We, all of us, over our Christmas fires, present this choice of raw or roast, and we don't thank your principles of ventilation for it. Then say these pertinacious people, that they also disapprove of draughts; but they don't seem to mind boring holes in a gentleman's floor, or knocking through the sacred walls of home. This is their plan. They say, that you should have, if possible, a pipe connected with the air without, passing behind the cheeks of your stove, and opening under your fire, about, on, or close before your hearth. They say, that from this source the fire will be supplied so well, that it will no longer suck in draughts over your shoulders, and between your legs, from remote corners of the room. They say, moreover, that if this aperture be large enough, it will supply all the fresh air needed in your room, to replace that which has ascended and passed out, through a hole which you are to make in your chimney near the ceiling. They say, that an up-draught will clear this air away so quietly that you will not need even a valve; though you may have one fitted and made ornamental at a trifling cost. They would recommend you to make another hole in the wall opposite your chimney, near the ceiling also, to establish a more effectual current in the upper air. Then, they say, you will have a fresh air, and no draughts. Fresh air, yes, at the expense of a hole in the floor, and two holes in the wall. We might get fresh air, gentlemen, on a much larger scale by pulling the house down. They say, you should not mind the holes. Windows are not architectural beauties, yet we like them for admitting light; and some day it may strike us that the want of ventilators is a neighbor folly to the want of windows.

This they suggest as the best method of adapting our old houses to their new ideas. New houses they would have so built as to include this system of ventilation in their first construction, and so include it as to make it more effectual. But really, if people want to know how to build what are called well-ventilated houses, they must not expect me to tell them; let them buy Mr. Hosking's book on “The proper Regulation of Buildings in Towns.”

Up to this date, as I am glad to know, few architects have heard of ventilation. Under church galleries we doze through the most lively sermons, in public meetings we pant after air, but we have architecture; perhaps an airy style sometimes attempts to comfort us. These circumstances are, possibly, unpleasant at the time, but they assist the cause of general unhealthiness. Long may our architects believe that human lungs are instruments of brass; and let us hope that, when they get a ventilating fit, they will prefer strange machines, pumping, screwing, steaming apparatus. May they dispense then, doctored air, in draughts and mixtures.[4]

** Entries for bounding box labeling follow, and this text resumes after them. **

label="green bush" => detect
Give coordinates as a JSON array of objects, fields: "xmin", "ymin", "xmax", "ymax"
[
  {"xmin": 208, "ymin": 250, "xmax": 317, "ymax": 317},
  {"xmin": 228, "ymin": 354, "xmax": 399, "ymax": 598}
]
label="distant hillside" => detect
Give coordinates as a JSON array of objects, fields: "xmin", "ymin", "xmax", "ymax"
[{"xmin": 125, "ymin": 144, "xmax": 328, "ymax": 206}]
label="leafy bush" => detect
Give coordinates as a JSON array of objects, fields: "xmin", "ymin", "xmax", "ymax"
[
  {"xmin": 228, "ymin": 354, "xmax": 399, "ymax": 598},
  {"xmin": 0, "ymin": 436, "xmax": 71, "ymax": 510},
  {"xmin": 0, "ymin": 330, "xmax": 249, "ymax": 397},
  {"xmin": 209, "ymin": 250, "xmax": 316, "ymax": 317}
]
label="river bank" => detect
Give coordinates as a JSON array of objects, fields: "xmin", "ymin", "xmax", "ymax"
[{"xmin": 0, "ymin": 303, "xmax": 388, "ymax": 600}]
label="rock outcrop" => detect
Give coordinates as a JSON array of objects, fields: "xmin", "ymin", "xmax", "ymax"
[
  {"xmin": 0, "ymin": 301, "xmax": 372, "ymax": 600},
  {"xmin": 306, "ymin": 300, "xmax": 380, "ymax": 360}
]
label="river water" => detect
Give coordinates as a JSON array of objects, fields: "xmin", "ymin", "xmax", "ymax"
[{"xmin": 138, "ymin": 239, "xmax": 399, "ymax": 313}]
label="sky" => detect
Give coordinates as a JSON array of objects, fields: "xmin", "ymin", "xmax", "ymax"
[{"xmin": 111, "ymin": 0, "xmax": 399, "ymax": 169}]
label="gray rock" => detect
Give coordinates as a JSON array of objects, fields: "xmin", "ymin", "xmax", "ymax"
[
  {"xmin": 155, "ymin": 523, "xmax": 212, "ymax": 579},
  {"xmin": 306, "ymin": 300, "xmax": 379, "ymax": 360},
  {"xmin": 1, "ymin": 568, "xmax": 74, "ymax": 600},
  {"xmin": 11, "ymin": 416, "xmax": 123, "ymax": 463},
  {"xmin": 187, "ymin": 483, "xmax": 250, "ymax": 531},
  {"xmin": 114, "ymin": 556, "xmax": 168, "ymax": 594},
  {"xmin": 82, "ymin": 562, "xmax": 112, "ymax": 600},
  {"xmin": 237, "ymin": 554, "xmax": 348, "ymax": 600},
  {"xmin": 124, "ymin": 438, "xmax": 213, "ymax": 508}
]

Fresh air in certain favored places—as in Smithfield, for example—is undoubtedly an object of desire. It is exceedingly to be regretted, if the rumors be correct, that the result of a Commission of Inquiry threatens, by removing Smithfield, to destroy the only sound lung this metropolis possesses. The wholesome nature of the smell of cows is quite notorious. Humboldt tells of a sailor who was dying of fever in the close hold of a ship. His end being in sight, some comrades brought him out to die. What Humboldt calls “the fresh air” fell upon him, and, instead of dying, he revived, eventually getting well. I have no doubt that there was a cow on board, and the man smelt her. Now, if so great an effect was produced by the proximity of one cow, how great must be the advantage to the sick in London of a central crowded cattle-market!

XI. Exercise.

There is a little tell-tale muscle in the inner corner of the eye, which, if you question it, will deliver a report into your looking-glass touching the state of the whole muscular system which lies elsewhere hidden in your body. When it is pale, it praises you. Muscular development is, by all means, to be kept down. Some means of holding it in check we have already dwelt upon. Muscular power, like all other power, will increase with exercise. We desire to hold the flesh in strict subjection to the spirit. Bodily exercise, therefore, must be added to the number of those forces which, by strengthening the animal, do damage to the spiritual man.